Reference: Zhang, Y., Qiu, S., & He, H. (2023). Multimodal motor imagery decoding method based on temporal spatial feature alignment and fusion. Journal of Neural Engineering, 20(2), 026009.
We thank the Reviewer for highlighting the compression performance of BrainCodec and acknowledging the concrete challenge represented by neurophysiological signals.
We have updated the manuscript to include more evaluation metrics and additional ablations that better characterize the model's performance.
W1. Evaluation metrics
We choose three separate evaluation metrics to better characterize the performance of BrainCodec:
- Percent-root-mean-square-difference (PRD). PRD is the most used metric to determine the reconstruction fidelity of compressors on EEG and iEEG, as seen in the literature [1,2,3].

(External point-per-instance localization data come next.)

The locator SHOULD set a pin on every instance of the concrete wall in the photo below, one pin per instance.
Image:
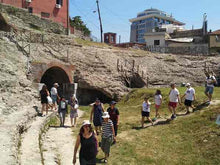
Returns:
(151, 38)
(190, 49)
(22, 19)
(187, 33)
(45, 6)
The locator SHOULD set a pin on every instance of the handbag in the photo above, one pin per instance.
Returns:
(49, 100)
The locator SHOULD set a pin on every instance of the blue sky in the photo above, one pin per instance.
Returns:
(116, 13)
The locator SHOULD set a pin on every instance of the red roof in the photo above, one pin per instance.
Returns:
(216, 32)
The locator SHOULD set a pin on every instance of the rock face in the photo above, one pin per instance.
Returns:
(101, 71)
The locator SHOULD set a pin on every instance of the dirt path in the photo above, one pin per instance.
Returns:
(30, 148)
(10, 128)
(58, 144)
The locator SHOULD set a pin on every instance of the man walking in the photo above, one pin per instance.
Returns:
(210, 82)
(54, 95)
(174, 99)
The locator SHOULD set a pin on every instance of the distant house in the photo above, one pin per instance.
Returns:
(149, 21)
(55, 10)
(214, 41)
(110, 38)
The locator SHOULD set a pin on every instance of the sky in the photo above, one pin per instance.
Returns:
(116, 13)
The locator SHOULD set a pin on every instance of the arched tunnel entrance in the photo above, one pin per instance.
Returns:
(58, 75)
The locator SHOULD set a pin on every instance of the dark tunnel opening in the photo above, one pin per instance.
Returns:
(58, 75)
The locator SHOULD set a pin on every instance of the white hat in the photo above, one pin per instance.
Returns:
(188, 84)
(56, 84)
(86, 122)
(105, 115)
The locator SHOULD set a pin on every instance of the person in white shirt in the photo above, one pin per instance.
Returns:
(189, 97)
(174, 99)
(145, 111)
(54, 95)
(158, 102)
(210, 82)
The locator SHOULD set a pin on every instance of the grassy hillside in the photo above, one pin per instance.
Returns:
(193, 139)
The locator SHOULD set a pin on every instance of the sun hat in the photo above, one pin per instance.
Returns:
(188, 84)
(105, 115)
(56, 84)
(86, 122)
(113, 103)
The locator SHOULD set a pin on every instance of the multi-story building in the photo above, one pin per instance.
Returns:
(55, 10)
(149, 21)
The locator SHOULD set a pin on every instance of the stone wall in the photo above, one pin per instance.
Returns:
(193, 49)
(20, 18)
(187, 33)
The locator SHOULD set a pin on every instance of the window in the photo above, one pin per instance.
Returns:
(156, 42)
(30, 10)
(59, 2)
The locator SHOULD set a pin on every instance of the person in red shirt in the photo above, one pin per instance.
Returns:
(114, 116)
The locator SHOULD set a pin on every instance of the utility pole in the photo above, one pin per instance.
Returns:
(100, 20)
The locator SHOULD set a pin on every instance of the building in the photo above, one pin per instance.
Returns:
(55, 10)
(214, 41)
(110, 38)
(149, 21)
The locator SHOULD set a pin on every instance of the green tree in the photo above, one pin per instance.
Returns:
(80, 25)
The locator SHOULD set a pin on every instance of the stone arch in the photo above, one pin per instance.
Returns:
(54, 72)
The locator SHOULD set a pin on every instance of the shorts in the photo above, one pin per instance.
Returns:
(172, 104)
(106, 144)
(73, 114)
(209, 90)
(157, 106)
(54, 98)
(145, 114)
(188, 103)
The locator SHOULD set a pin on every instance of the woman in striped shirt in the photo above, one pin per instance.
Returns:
(108, 134)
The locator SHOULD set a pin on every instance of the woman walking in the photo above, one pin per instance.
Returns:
(108, 135)
(89, 145)
(145, 111)
(96, 115)
(114, 116)
(74, 110)
(44, 93)
(158, 102)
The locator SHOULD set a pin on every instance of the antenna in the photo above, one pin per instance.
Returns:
(100, 20)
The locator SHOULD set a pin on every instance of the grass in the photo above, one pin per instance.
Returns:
(193, 139)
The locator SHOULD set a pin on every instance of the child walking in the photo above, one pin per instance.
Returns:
(62, 111)
(145, 111)
(158, 102)
(108, 134)
(74, 110)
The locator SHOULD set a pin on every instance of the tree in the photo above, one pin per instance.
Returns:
(80, 25)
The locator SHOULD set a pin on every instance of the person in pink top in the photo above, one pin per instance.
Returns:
(174, 99)
(158, 102)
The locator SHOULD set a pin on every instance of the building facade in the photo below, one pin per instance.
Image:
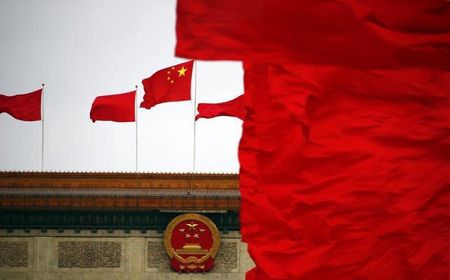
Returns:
(111, 225)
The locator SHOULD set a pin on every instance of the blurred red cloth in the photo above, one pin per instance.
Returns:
(231, 108)
(345, 153)
(114, 107)
(25, 107)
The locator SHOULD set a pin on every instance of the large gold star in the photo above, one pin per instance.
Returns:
(182, 71)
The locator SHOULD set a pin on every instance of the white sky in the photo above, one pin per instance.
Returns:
(86, 48)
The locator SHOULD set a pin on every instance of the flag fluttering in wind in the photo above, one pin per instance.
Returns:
(344, 153)
(25, 107)
(115, 107)
(231, 108)
(168, 84)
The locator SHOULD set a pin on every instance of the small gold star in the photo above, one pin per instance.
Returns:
(182, 71)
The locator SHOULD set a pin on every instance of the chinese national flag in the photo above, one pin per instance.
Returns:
(231, 108)
(169, 84)
(115, 107)
(345, 148)
(25, 107)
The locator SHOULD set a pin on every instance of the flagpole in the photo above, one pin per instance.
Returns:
(42, 134)
(136, 125)
(195, 132)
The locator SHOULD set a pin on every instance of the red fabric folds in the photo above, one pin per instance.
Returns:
(168, 85)
(345, 148)
(25, 107)
(231, 108)
(374, 33)
(342, 177)
(115, 107)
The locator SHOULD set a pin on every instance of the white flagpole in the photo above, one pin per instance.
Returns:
(195, 132)
(42, 134)
(136, 125)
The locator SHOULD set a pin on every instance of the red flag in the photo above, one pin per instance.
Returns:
(347, 32)
(25, 107)
(231, 108)
(344, 154)
(115, 107)
(169, 84)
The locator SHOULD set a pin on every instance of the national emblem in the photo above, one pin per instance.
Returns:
(192, 242)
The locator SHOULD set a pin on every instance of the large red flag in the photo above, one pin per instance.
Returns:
(344, 154)
(374, 33)
(168, 84)
(115, 107)
(25, 107)
(231, 108)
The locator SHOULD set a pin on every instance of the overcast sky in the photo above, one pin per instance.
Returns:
(86, 48)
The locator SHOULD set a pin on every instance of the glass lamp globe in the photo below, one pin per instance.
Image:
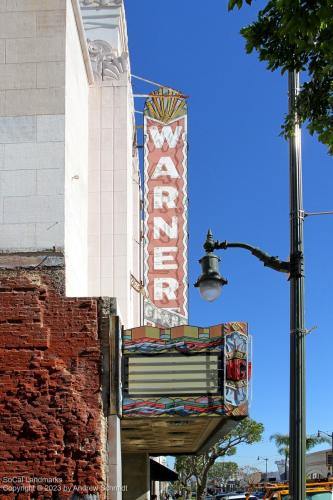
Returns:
(210, 289)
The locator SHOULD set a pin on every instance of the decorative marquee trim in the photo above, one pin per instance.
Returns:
(106, 64)
(165, 105)
(101, 3)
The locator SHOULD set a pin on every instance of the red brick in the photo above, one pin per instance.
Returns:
(50, 415)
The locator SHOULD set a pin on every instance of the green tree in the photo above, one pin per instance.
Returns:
(247, 431)
(298, 35)
(222, 471)
(282, 444)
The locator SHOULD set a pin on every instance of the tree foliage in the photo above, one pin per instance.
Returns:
(247, 431)
(298, 35)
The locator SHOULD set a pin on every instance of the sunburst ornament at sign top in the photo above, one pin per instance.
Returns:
(165, 105)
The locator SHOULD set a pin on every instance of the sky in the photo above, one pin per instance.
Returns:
(238, 186)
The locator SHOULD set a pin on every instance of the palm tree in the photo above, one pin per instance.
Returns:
(282, 444)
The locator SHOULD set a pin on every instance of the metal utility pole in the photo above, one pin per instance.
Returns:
(297, 330)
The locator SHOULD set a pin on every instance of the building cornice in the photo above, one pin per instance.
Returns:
(106, 64)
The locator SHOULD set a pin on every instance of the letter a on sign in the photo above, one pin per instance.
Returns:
(165, 205)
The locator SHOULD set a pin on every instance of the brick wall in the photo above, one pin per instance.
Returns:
(50, 406)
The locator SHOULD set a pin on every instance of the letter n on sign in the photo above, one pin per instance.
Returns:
(165, 200)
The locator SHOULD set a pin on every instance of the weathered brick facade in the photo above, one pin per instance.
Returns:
(50, 373)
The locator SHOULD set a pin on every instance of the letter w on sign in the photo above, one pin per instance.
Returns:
(165, 202)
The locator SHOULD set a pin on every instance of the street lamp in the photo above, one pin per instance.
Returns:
(331, 436)
(210, 288)
(266, 460)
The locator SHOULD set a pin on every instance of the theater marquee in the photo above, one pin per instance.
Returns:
(165, 201)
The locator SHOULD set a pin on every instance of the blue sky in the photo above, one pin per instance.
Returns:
(238, 186)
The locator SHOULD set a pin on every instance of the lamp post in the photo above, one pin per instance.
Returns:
(331, 436)
(266, 460)
(210, 283)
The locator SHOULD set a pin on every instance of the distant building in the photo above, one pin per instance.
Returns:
(316, 464)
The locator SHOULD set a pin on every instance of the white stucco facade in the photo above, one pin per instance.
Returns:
(68, 163)
(32, 112)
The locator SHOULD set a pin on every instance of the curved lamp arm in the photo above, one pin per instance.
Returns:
(273, 262)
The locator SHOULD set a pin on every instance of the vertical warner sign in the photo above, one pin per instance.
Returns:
(165, 207)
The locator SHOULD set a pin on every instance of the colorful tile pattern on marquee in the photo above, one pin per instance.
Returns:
(228, 342)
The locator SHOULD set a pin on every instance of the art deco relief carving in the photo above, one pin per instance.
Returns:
(106, 64)
(101, 3)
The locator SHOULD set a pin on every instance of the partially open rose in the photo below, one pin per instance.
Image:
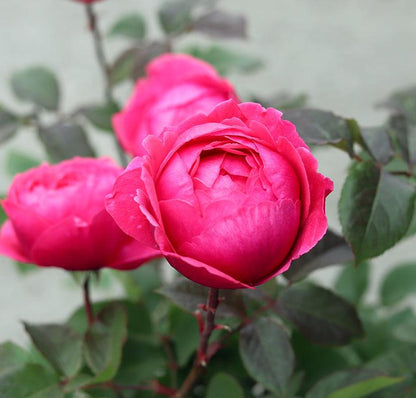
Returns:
(229, 198)
(57, 218)
(177, 86)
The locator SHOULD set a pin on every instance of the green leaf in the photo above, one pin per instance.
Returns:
(30, 381)
(375, 210)
(18, 162)
(104, 342)
(131, 64)
(377, 142)
(221, 24)
(224, 385)
(319, 314)
(143, 360)
(12, 357)
(352, 282)
(403, 133)
(318, 127)
(8, 125)
(355, 383)
(37, 85)
(175, 16)
(59, 344)
(132, 26)
(225, 60)
(65, 140)
(331, 249)
(101, 115)
(399, 284)
(188, 295)
(266, 353)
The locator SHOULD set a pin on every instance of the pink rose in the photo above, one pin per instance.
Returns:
(57, 218)
(177, 87)
(229, 198)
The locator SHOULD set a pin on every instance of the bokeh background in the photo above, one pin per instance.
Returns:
(346, 56)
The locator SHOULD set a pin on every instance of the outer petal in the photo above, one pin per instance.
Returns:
(114, 247)
(202, 273)
(66, 245)
(125, 210)
(10, 245)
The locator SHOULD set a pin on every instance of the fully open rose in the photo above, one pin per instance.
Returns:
(57, 218)
(229, 198)
(177, 86)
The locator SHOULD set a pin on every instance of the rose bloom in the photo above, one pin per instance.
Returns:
(176, 87)
(229, 198)
(57, 218)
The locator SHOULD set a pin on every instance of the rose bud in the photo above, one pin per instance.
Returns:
(229, 198)
(176, 87)
(57, 218)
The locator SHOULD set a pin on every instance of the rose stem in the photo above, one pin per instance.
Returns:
(105, 68)
(201, 358)
(87, 300)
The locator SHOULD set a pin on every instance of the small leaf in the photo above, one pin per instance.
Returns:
(131, 63)
(375, 210)
(104, 342)
(175, 16)
(399, 284)
(188, 295)
(12, 357)
(18, 162)
(132, 26)
(65, 140)
(320, 315)
(59, 344)
(266, 353)
(318, 127)
(221, 24)
(30, 381)
(378, 144)
(331, 249)
(355, 383)
(101, 115)
(37, 85)
(224, 385)
(225, 60)
(352, 282)
(8, 125)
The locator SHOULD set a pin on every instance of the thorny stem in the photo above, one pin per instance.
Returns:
(202, 356)
(87, 301)
(105, 68)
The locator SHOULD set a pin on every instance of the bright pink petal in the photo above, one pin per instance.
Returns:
(202, 273)
(10, 245)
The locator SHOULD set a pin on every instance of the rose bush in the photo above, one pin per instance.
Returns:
(177, 86)
(57, 218)
(229, 198)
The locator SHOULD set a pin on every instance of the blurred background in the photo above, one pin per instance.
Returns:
(346, 57)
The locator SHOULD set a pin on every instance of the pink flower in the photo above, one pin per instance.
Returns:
(57, 218)
(229, 198)
(177, 87)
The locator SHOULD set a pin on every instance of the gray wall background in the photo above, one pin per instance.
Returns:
(347, 56)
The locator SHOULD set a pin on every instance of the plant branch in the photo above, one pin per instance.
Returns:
(105, 68)
(203, 355)
(87, 301)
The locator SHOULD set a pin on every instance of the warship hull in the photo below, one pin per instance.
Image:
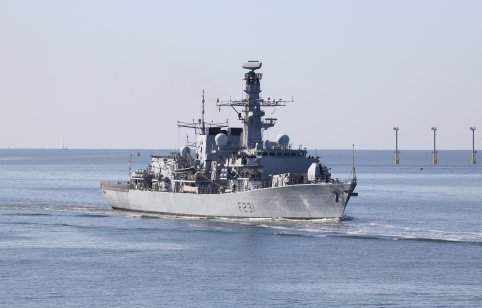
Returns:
(304, 201)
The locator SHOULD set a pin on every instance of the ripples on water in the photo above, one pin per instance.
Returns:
(411, 238)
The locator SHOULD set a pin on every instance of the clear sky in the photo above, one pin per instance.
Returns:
(118, 74)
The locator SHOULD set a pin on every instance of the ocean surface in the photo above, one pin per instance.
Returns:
(412, 238)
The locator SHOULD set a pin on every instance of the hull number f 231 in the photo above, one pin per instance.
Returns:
(246, 207)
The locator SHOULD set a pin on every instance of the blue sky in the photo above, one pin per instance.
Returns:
(119, 74)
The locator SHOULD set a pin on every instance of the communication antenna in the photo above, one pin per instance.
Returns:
(203, 125)
(474, 157)
(353, 162)
(434, 152)
(397, 152)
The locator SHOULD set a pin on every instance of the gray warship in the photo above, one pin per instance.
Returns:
(234, 173)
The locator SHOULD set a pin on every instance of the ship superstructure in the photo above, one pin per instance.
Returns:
(234, 172)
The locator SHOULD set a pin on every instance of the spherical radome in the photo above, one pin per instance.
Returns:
(221, 139)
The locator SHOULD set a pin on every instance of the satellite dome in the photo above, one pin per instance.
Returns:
(185, 150)
(221, 139)
(283, 140)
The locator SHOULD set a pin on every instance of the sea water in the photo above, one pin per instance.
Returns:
(412, 238)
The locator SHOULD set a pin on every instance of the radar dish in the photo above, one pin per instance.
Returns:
(252, 65)
(221, 139)
(283, 140)
(185, 151)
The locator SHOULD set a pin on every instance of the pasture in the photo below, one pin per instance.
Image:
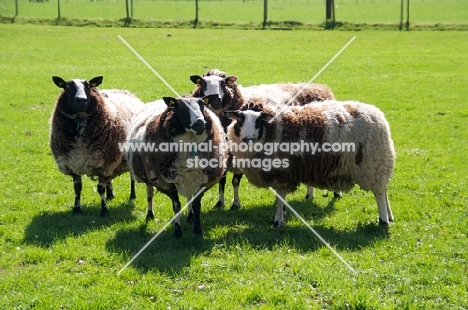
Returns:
(445, 14)
(52, 259)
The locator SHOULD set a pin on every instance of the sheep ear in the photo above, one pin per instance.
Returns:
(196, 79)
(169, 101)
(267, 117)
(95, 82)
(231, 114)
(59, 81)
(230, 80)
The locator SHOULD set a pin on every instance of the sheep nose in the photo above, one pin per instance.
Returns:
(214, 101)
(80, 103)
(198, 127)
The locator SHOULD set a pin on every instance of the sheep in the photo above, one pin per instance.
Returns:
(87, 126)
(370, 164)
(223, 94)
(179, 169)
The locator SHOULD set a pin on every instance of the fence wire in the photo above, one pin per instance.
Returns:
(244, 11)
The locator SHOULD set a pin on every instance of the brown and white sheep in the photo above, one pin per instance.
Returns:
(174, 170)
(369, 164)
(87, 126)
(223, 94)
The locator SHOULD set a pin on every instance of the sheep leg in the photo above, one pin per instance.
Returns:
(222, 185)
(337, 195)
(102, 191)
(190, 214)
(109, 191)
(385, 212)
(280, 212)
(149, 195)
(196, 204)
(132, 188)
(310, 193)
(77, 186)
(176, 208)
(235, 184)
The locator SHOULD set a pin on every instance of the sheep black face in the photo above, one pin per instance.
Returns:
(249, 124)
(189, 113)
(214, 89)
(77, 92)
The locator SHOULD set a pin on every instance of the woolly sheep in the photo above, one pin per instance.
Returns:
(87, 126)
(369, 165)
(174, 170)
(222, 94)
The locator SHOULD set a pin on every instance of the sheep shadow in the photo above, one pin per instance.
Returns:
(252, 226)
(48, 227)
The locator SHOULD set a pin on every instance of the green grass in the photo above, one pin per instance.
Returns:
(240, 14)
(52, 259)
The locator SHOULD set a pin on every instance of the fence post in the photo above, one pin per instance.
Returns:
(330, 14)
(127, 20)
(196, 14)
(401, 15)
(407, 15)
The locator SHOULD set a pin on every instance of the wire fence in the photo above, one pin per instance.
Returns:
(244, 11)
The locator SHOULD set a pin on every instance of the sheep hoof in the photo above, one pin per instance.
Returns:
(104, 212)
(383, 223)
(234, 207)
(177, 231)
(337, 195)
(149, 216)
(190, 217)
(219, 205)
(197, 231)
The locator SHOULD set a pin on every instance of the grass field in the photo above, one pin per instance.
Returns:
(51, 259)
(246, 13)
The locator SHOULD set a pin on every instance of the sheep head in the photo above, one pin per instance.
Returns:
(77, 93)
(188, 112)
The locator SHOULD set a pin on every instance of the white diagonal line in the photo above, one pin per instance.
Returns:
(315, 76)
(313, 231)
(161, 230)
(149, 66)
(156, 73)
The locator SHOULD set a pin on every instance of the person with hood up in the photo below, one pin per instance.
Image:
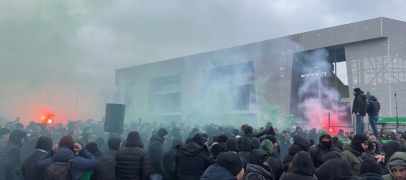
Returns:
(10, 156)
(228, 167)
(169, 158)
(301, 168)
(396, 167)
(373, 107)
(325, 146)
(114, 144)
(371, 170)
(335, 169)
(258, 168)
(155, 153)
(359, 107)
(30, 170)
(352, 153)
(67, 150)
(192, 159)
(132, 162)
(106, 170)
(299, 144)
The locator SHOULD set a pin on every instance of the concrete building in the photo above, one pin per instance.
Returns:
(372, 53)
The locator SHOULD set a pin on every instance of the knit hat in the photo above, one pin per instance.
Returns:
(92, 148)
(4, 131)
(370, 166)
(67, 141)
(231, 162)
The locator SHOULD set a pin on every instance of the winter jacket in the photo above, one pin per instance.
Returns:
(396, 156)
(155, 153)
(299, 144)
(9, 161)
(216, 172)
(191, 161)
(84, 162)
(132, 162)
(169, 158)
(320, 150)
(373, 106)
(335, 169)
(303, 168)
(352, 156)
(360, 104)
(106, 170)
(255, 172)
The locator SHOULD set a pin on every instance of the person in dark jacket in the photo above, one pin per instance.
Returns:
(106, 170)
(299, 144)
(301, 168)
(228, 167)
(30, 170)
(114, 145)
(64, 152)
(132, 162)
(325, 146)
(335, 169)
(10, 156)
(373, 108)
(359, 107)
(192, 159)
(169, 158)
(155, 153)
(371, 170)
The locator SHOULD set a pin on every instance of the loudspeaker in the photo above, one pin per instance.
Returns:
(114, 119)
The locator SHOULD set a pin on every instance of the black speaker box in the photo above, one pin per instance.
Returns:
(114, 119)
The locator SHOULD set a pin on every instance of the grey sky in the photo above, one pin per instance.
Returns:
(49, 48)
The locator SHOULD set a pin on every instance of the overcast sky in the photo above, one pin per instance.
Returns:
(49, 48)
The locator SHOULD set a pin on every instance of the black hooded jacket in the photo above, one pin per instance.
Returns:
(30, 169)
(303, 168)
(299, 144)
(132, 162)
(191, 160)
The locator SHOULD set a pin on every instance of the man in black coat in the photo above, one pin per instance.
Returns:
(155, 153)
(359, 107)
(30, 170)
(10, 156)
(114, 145)
(192, 159)
(169, 158)
(106, 170)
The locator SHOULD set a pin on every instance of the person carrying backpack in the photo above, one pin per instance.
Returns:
(62, 164)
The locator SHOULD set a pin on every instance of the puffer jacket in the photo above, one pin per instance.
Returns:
(106, 170)
(320, 150)
(216, 172)
(132, 162)
(84, 162)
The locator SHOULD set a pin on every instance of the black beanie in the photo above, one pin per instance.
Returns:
(231, 162)
(92, 148)
(370, 166)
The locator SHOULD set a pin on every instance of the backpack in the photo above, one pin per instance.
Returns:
(59, 171)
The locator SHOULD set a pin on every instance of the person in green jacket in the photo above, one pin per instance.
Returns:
(397, 167)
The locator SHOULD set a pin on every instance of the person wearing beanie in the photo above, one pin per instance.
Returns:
(29, 169)
(155, 153)
(192, 159)
(228, 167)
(114, 144)
(68, 150)
(106, 170)
(10, 156)
(351, 153)
(325, 146)
(359, 107)
(371, 170)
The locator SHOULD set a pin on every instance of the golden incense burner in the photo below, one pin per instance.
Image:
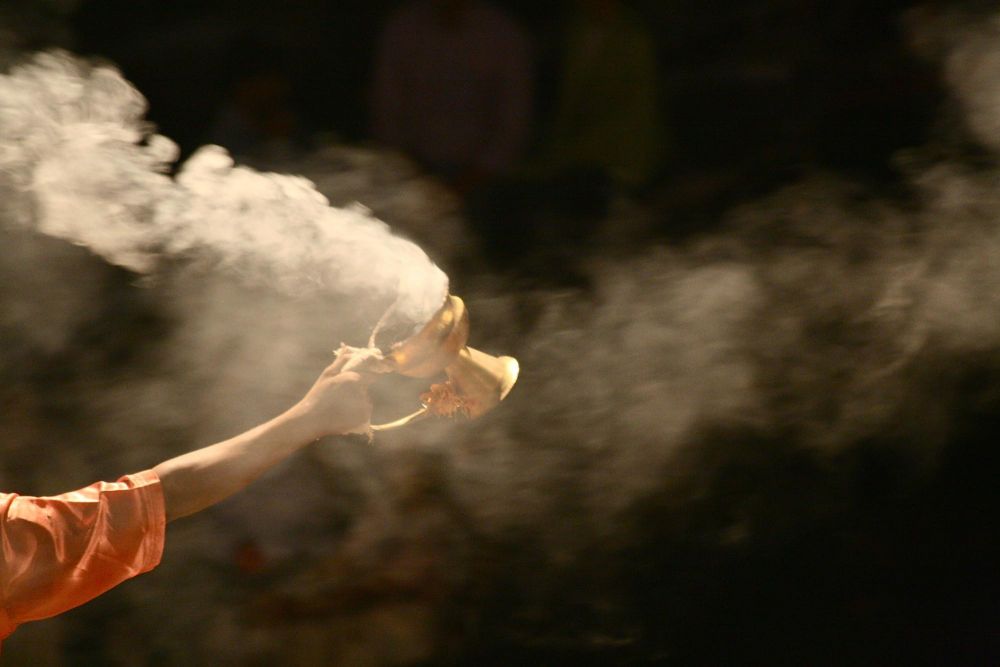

- Downstream classification performance. Classification tasks are a concrete benchmark for the performance of BrainCodec, as they provide an immediately parsable metric of the distortion caused by the compression.
- Subjective expert evaluation. The specific characteristics of EEG and iEEG are not as easily parsed as music or speech. Therefore, we assess the reconstruction fidelity through the expert evaluation of a neurologist who works with this data every day and is best poised to capture the fine difference between the original and the compressed signal.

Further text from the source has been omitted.